I have my own continuing dialogue with several readers about Mr. Musk’s many inaccurate, misleading, hyperbolic words about Tesla. My answer has tended to be, “Yes . . . but": The market hears Mr. Musk but also hears his critics, etc. When the Securities and Exchange Commission slapped his wrist in 2018 for a disclosure violation that might have gotten another CEO banned for life, it seemed to consider the market sufficiently informed about the risks of following Mr. Musk.

With the birth of behavioral economics, Amos Tversky and Daniel Kahneman gave us a new way to talk about an old truth: People, and this includes the press, largely believe and say what they hear others believing and saying.

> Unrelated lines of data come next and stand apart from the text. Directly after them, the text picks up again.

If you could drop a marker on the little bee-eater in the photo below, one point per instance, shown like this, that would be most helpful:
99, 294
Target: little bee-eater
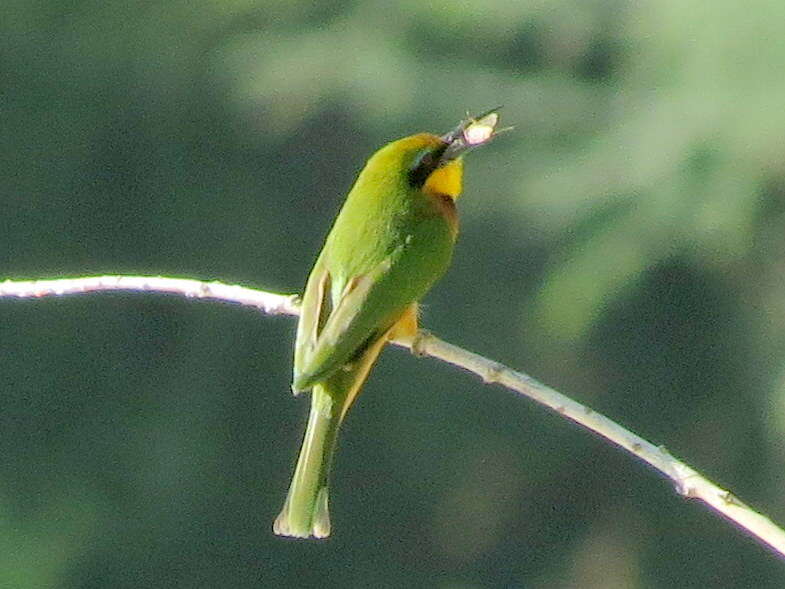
391, 241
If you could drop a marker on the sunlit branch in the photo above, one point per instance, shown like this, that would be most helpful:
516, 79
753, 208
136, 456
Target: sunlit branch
687, 481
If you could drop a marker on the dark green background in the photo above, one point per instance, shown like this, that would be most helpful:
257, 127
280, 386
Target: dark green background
625, 244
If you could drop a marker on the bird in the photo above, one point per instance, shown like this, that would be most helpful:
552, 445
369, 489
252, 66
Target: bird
391, 241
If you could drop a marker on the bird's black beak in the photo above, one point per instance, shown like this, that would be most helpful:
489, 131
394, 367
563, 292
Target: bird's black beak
472, 132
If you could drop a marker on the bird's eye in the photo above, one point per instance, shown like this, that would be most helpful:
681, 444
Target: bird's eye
424, 164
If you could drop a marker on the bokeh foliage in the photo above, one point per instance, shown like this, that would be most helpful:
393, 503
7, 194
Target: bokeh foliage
625, 244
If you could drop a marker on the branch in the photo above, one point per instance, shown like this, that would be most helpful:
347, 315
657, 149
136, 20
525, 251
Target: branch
687, 481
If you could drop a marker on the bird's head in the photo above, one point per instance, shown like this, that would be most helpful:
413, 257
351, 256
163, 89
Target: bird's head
433, 163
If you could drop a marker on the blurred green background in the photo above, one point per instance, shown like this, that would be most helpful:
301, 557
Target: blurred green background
624, 244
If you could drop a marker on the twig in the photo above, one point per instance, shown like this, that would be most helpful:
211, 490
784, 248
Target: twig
688, 482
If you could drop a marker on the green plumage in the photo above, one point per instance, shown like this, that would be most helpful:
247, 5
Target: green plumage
391, 241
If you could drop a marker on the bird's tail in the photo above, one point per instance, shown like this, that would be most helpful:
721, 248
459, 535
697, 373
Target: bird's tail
306, 511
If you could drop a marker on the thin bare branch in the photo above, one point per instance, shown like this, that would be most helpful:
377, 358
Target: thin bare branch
687, 481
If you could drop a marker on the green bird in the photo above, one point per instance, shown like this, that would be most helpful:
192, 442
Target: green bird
392, 240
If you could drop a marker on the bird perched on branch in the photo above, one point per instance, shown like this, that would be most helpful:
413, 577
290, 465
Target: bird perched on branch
392, 240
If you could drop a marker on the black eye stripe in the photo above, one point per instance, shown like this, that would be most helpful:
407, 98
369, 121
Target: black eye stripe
425, 164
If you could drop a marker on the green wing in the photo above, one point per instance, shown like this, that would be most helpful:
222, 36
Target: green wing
364, 306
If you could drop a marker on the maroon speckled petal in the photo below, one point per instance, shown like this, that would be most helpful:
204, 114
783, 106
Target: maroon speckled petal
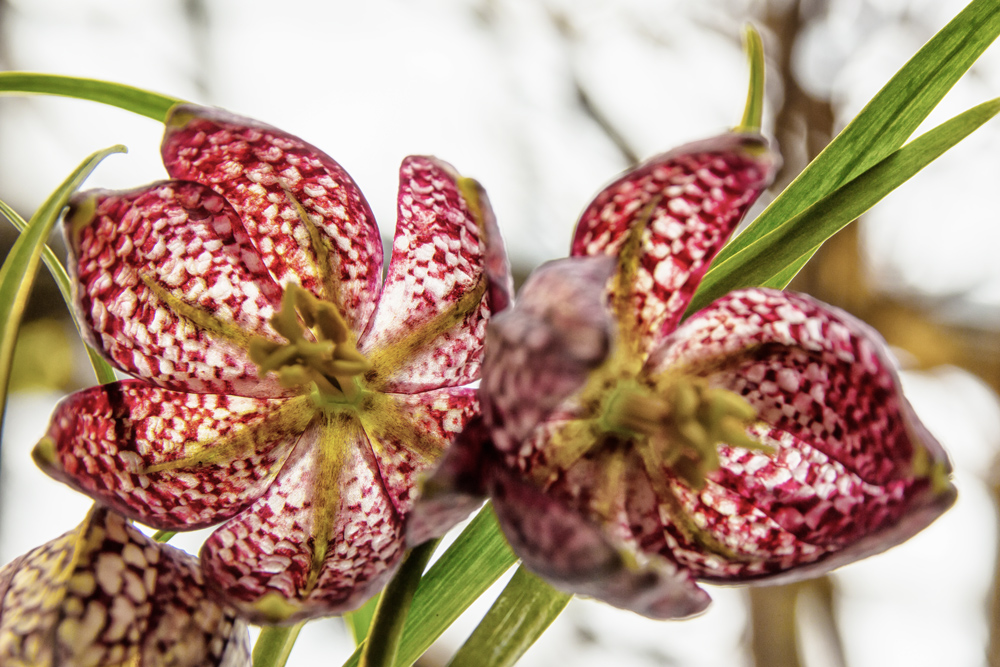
428, 328
410, 436
272, 178
266, 552
102, 439
133, 252
569, 551
541, 351
690, 199
455, 488
104, 594
847, 467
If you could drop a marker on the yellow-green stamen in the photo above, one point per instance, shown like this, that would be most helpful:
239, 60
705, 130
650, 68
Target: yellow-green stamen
327, 359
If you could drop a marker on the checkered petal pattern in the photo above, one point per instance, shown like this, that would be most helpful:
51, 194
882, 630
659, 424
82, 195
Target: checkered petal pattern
171, 287
177, 282
829, 402
687, 202
109, 442
104, 594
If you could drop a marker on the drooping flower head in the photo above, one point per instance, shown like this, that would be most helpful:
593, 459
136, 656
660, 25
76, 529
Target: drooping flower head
104, 595
764, 439
281, 388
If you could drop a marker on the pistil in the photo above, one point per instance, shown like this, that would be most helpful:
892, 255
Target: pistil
683, 421
325, 358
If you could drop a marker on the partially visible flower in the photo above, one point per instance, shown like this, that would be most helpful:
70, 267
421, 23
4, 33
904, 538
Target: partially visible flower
764, 439
283, 389
105, 595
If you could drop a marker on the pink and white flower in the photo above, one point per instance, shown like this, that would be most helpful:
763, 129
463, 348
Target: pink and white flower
281, 388
629, 455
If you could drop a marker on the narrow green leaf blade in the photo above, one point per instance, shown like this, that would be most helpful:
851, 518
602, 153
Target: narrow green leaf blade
360, 620
471, 564
275, 644
102, 369
20, 267
143, 102
524, 610
775, 258
881, 127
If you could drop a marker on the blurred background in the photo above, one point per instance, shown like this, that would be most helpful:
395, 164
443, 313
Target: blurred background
544, 101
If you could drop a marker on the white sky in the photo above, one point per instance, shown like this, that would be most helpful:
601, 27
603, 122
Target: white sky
372, 82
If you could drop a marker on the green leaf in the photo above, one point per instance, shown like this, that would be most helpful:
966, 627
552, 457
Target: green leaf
524, 610
754, 109
881, 128
143, 102
359, 620
382, 644
275, 644
20, 267
775, 258
102, 369
471, 564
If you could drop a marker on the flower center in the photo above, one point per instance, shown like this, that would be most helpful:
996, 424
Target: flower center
681, 423
320, 352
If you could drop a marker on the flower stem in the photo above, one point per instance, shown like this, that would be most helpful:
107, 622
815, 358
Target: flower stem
754, 109
275, 645
390, 615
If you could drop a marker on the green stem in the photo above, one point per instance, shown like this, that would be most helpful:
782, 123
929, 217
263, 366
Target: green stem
143, 102
754, 109
275, 645
380, 648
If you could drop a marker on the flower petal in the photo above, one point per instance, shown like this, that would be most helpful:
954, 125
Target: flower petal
454, 489
679, 208
304, 213
105, 594
170, 287
573, 554
428, 328
854, 471
409, 433
263, 560
543, 350
210, 455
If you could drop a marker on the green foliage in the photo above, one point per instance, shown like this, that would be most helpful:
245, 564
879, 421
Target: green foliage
524, 610
471, 565
143, 102
879, 130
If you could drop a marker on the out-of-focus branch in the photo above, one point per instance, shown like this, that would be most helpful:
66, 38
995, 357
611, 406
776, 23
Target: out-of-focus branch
773, 633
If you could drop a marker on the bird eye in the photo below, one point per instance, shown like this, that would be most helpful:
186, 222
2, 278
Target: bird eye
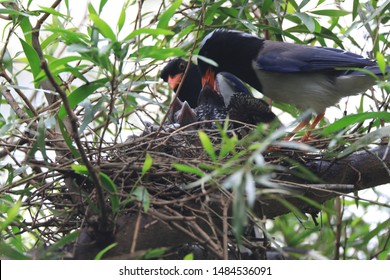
182, 66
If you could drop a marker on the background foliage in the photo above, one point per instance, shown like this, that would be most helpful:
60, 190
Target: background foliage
102, 70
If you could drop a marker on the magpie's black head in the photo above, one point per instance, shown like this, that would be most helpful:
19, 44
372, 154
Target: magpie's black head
174, 67
230, 51
240, 103
208, 96
191, 85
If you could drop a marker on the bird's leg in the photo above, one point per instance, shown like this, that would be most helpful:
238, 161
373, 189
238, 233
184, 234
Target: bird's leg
312, 126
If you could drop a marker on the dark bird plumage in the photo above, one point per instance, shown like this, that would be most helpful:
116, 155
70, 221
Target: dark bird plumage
305, 76
241, 105
191, 86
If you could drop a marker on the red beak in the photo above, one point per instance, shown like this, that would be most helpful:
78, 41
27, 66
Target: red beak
174, 81
209, 78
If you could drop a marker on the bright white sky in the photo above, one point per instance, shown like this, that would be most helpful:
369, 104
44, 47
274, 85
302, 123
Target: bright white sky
112, 11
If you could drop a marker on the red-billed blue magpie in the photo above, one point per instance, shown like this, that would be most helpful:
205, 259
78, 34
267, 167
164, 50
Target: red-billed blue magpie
305, 76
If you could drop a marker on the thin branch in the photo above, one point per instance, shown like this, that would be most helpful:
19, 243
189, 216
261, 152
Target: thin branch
93, 172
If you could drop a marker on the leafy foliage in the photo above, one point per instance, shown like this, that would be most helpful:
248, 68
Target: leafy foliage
103, 74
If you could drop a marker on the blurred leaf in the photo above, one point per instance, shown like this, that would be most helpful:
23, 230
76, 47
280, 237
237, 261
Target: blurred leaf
12, 213
250, 189
80, 94
65, 240
189, 257
266, 6
365, 140
11, 253
101, 6
68, 140
41, 137
159, 53
53, 12
147, 164
105, 250
142, 195
122, 18
331, 13
71, 36
150, 31
110, 186
32, 57
207, 144
103, 27
188, 169
355, 9
168, 14
353, 119
380, 59
308, 21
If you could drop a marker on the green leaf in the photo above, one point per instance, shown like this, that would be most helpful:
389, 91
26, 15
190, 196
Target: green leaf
41, 137
32, 57
365, 140
105, 250
380, 59
147, 164
207, 144
266, 6
189, 257
188, 169
122, 18
27, 29
11, 253
150, 31
103, 27
12, 213
355, 9
168, 14
68, 139
80, 169
64, 241
308, 21
91, 9
250, 189
53, 12
110, 186
101, 6
159, 53
107, 183
353, 119
331, 13
80, 94
142, 195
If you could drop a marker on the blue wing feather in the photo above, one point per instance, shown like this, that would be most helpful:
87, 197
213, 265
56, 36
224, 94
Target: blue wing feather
285, 57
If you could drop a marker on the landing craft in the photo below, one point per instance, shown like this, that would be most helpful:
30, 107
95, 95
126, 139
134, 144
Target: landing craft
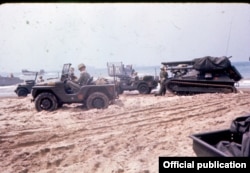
202, 75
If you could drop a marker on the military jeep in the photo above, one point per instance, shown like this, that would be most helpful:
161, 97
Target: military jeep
52, 95
23, 89
126, 82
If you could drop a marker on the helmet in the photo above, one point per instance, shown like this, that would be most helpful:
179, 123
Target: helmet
81, 65
163, 67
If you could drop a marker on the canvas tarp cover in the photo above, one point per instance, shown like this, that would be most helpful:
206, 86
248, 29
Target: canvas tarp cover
209, 63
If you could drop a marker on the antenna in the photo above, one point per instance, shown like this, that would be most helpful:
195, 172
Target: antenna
229, 35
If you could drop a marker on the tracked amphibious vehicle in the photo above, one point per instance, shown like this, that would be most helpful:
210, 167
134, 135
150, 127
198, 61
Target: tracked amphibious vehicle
202, 75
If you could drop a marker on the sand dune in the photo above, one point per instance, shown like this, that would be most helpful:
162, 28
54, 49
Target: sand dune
128, 137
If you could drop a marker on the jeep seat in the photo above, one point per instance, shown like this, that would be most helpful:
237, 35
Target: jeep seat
74, 86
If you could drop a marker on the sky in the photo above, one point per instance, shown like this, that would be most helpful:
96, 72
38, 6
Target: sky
38, 36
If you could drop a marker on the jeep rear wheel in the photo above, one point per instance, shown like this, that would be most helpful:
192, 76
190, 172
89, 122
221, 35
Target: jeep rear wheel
97, 100
46, 101
22, 92
143, 89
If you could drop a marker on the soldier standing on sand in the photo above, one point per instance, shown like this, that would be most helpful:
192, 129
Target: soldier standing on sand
82, 80
72, 74
163, 78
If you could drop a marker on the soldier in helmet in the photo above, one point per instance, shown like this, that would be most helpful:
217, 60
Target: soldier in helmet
163, 78
72, 74
82, 80
84, 75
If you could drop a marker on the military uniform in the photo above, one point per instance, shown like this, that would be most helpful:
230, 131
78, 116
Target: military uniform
163, 78
83, 79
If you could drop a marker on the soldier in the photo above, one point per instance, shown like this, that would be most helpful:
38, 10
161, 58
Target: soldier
84, 75
82, 80
163, 78
72, 74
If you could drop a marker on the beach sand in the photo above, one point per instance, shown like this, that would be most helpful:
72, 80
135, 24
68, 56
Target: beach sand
129, 136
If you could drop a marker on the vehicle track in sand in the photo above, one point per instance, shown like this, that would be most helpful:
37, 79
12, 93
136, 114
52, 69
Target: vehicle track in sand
122, 137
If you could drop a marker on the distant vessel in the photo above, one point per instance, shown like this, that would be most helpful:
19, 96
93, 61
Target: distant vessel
5, 81
27, 72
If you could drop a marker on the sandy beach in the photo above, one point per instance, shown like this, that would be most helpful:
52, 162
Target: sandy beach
128, 137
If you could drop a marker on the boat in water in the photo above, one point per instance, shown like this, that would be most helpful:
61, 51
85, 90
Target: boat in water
28, 72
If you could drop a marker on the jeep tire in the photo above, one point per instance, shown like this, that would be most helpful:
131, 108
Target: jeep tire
46, 101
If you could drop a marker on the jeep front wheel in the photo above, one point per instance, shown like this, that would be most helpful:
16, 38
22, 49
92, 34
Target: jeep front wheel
97, 100
46, 101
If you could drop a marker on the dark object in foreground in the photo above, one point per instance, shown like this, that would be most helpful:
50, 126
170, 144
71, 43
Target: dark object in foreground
52, 95
232, 142
204, 144
202, 75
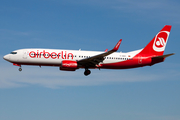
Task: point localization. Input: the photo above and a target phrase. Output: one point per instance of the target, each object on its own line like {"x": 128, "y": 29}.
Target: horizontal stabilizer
{"x": 163, "y": 56}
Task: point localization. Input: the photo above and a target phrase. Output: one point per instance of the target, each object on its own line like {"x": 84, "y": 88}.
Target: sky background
{"x": 148, "y": 93}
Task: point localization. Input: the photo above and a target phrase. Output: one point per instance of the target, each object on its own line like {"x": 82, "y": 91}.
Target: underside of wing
{"x": 95, "y": 60}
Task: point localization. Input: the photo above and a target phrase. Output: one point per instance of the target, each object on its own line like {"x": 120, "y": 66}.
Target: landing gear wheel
{"x": 87, "y": 72}
{"x": 20, "y": 69}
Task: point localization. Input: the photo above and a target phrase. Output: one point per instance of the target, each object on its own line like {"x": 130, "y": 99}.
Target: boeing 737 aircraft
{"x": 71, "y": 60}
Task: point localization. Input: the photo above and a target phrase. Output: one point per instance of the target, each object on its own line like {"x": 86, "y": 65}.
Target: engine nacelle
{"x": 69, "y": 65}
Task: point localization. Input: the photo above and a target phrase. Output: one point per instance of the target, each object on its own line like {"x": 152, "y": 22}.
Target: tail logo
{"x": 160, "y": 41}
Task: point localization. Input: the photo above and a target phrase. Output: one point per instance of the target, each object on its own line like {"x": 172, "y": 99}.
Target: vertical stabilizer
{"x": 158, "y": 43}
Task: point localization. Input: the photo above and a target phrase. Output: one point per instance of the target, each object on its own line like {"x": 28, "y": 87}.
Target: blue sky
{"x": 46, "y": 93}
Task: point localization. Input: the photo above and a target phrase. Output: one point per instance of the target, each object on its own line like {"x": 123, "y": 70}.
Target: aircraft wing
{"x": 95, "y": 60}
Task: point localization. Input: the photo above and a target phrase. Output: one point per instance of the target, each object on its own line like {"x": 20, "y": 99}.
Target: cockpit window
{"x": 13, "y": 53}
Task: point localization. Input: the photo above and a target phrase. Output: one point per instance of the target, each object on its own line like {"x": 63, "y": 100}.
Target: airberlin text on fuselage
{"x": 53, "y": 55}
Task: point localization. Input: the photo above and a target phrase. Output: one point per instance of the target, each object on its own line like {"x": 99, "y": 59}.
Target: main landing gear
{"x": 87, "y": 72}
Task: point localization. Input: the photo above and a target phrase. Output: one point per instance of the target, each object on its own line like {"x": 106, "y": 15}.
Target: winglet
{"x": 106, "y": 50}
{"x": 117, "y": 45}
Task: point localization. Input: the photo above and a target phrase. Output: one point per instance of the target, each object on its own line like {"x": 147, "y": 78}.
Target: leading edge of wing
{"x": 94, "y": 60}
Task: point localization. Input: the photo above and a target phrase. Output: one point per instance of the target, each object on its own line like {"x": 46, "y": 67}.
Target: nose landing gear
{"x": 87, "y": 72}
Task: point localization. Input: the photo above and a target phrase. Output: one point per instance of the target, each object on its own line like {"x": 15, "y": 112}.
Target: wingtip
{"x": 117, "y": 45}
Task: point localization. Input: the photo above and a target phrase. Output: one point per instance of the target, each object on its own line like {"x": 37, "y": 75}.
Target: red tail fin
{"x": 158, "y": 43}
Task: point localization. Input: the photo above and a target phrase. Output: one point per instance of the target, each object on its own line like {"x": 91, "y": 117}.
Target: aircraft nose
{"x": 6, "y": 57}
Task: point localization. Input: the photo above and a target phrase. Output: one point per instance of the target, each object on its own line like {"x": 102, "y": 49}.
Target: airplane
{"x": 71, "y": 60}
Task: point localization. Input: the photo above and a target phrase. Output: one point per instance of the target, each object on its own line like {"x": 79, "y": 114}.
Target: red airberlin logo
{"x": 160, "y": 41}
{"x": 53, "y": 55}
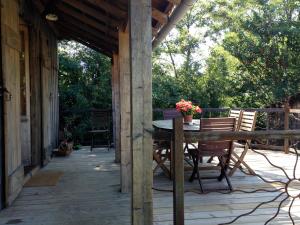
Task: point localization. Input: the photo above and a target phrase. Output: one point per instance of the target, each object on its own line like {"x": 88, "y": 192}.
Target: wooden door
{"x": 2, "y": 175}
{"x": 25, "y": 97}
{"x": 46, "y": 96}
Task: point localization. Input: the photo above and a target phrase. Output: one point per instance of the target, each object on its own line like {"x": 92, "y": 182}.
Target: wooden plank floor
{"x": 216, "y": 208}
{"x": 88, "y": 193}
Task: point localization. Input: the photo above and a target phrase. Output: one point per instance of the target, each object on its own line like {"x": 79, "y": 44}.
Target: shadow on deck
{"x": 88, "y": 193}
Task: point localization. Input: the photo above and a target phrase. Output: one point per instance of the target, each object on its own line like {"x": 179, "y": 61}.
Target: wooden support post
{"x": 268, "y": 125}
{"x": 115, "y": 83}
{"x": 125, "y": 112}
{"x": 286, "y": 127}
{"x": 178, "y": 172}
{"x": 141, "y": 110}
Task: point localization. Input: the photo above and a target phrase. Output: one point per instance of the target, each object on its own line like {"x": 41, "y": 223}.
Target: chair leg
{"x": 199, "y": 179}
{"x": 223, "y": 172}
{"x": 240, "y": 160}
{"x": 195, "y": 168}
{"x": 108, "y": 143}
{"x": 210, "y": 159}
{"x": 92, "y": 144}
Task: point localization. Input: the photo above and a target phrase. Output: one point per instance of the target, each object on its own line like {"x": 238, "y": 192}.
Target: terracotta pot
{"x": 188, "y": 119}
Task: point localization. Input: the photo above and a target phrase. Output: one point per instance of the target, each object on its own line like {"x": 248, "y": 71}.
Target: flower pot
{"x": 188, "y": 119}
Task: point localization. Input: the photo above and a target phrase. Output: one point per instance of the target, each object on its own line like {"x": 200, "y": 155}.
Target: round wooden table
{"x": 168, "y": 125}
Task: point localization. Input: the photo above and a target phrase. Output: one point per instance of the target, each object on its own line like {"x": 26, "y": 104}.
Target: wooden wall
{"x": 11, "y": 76}
{"x": 43, "y": 85}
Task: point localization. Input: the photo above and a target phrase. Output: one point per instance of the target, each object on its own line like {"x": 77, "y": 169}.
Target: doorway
{"x": 25, "y": 99}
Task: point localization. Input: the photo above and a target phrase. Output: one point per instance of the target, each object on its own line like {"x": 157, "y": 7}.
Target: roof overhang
{"x": 95, "y": 23}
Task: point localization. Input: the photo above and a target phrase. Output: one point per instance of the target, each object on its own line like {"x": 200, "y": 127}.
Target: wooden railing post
{"x": 286, "y": 127}
{"x": 178, "y": 172}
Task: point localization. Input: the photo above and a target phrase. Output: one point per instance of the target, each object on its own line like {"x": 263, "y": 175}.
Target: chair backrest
{"x": 248, "y": 121}
{"x": 216, "y": 124}
{"x": 171, "y": 114}
{"x": 100, "y": 119}
{"x": 237, "y": 114}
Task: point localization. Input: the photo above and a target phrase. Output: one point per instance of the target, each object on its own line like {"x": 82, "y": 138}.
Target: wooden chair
{"x": 237, "y": 114}
{"x": 247, "y": 123}
{"x": 162, "y": 148}
{"x": 100, "y": 127}
{"x": 221, "y": 149}
{"x": 169, "y": 114}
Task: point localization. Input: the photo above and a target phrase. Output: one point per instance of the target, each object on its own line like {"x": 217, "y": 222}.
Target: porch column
{"x": 115, "y": 82}
{"x": 141, "y": 110}
{"x": 125, "y": 112}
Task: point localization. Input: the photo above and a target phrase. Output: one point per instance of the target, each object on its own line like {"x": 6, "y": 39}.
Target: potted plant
{"x": 187, "y": 109}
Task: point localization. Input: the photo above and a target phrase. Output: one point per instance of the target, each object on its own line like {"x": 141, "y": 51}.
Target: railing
{"x": 268, "y": 119}
{"x": 177, "y": 137}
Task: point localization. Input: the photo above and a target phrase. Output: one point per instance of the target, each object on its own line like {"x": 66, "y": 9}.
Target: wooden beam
{"x": 161, "y": 17}
{"x": 50, "y": 7}
{"x": 40, "y": 7}
{"x": 286, "y": 126}
{"x": 175, "y": 2}
{"x": 115, "y": 83}
{"x": 83, "y": 42}
{"x": 109, "y": 8}
{"x": 87, "y": 41}
{"x": 87, "y": 20}
{"x": 125, "y": 111}
{"x": 141, "y": 110}
{"x": 86, "y": 9}
{"x": 73, "y": 22}
{"x": 88, "y": 37}
{"x": 178, "y": 171}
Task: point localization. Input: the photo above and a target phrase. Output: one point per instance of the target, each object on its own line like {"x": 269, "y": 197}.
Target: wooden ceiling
{"x": 95, "y": 23}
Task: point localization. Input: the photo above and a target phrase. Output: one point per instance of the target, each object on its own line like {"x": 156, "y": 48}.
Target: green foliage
{"x": 254, "y": 61}
{"x": 84, "y": 83}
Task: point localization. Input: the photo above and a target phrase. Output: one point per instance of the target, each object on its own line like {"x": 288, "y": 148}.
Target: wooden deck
{"x": 88, "y": 193}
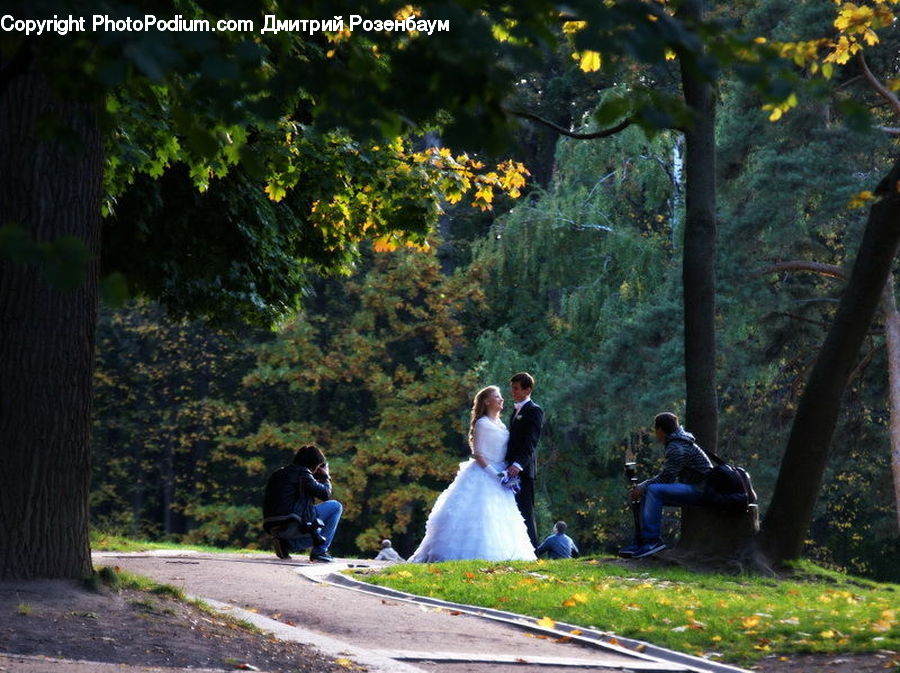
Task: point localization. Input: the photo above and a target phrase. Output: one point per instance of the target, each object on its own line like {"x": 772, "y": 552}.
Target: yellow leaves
{"x": 588, "y": 61}
{"x": 750, "y": 622}
{"x": 853, "y": 18}
{"x": 572, "y": 27}
{"x": 460, "y": 174}
{"x": 860, "y": 199}
{"x": 385, "y": 244}
{"x": 887, "y": 621}
{"x": 275, "y": 192}
{"x": 574, "y": 600}
{"x": 407, "y": 12}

An important twist was then supplied by Duke University Prof. Timur Kuran’s book on preference falsification, aka the incentive to exhibit opinions we don’t actually hold. It raises a difficulty: In what sense are our preferences even stable? Witness the ease with which yesterday’s liberal Democrats become today’s left-wing authoritarians, or some on the left and right who once espoused universal ideals now embrace identity politics. Conventional claims are often absurdly wrong. Ronald Reagan is solemnified as a free trader to criticize Donald Trump when, in fact, Reagan was the most protectionist president in memory. Climate change is routinely cited as an “existential risk" when that’s not what the science says.

The language problem makes human life interesting. No matter how carefully I choose my words, I can’t make you know all or exactly what I mean. Yet the language problem was also once a market opportunity for the news media, which sold itself as exercising exceptional discipline in the use of words and evidence. It is sad but true that nowadays a reader thinks twice or perhaps three times before investing five minutes to read and trust something in a major newspaper. But technology also offers a solution. Used intelligently, X, Substack, and various podcast aggregators make it easy to keep track of writers and thinkers who have a history of not abusing your trust.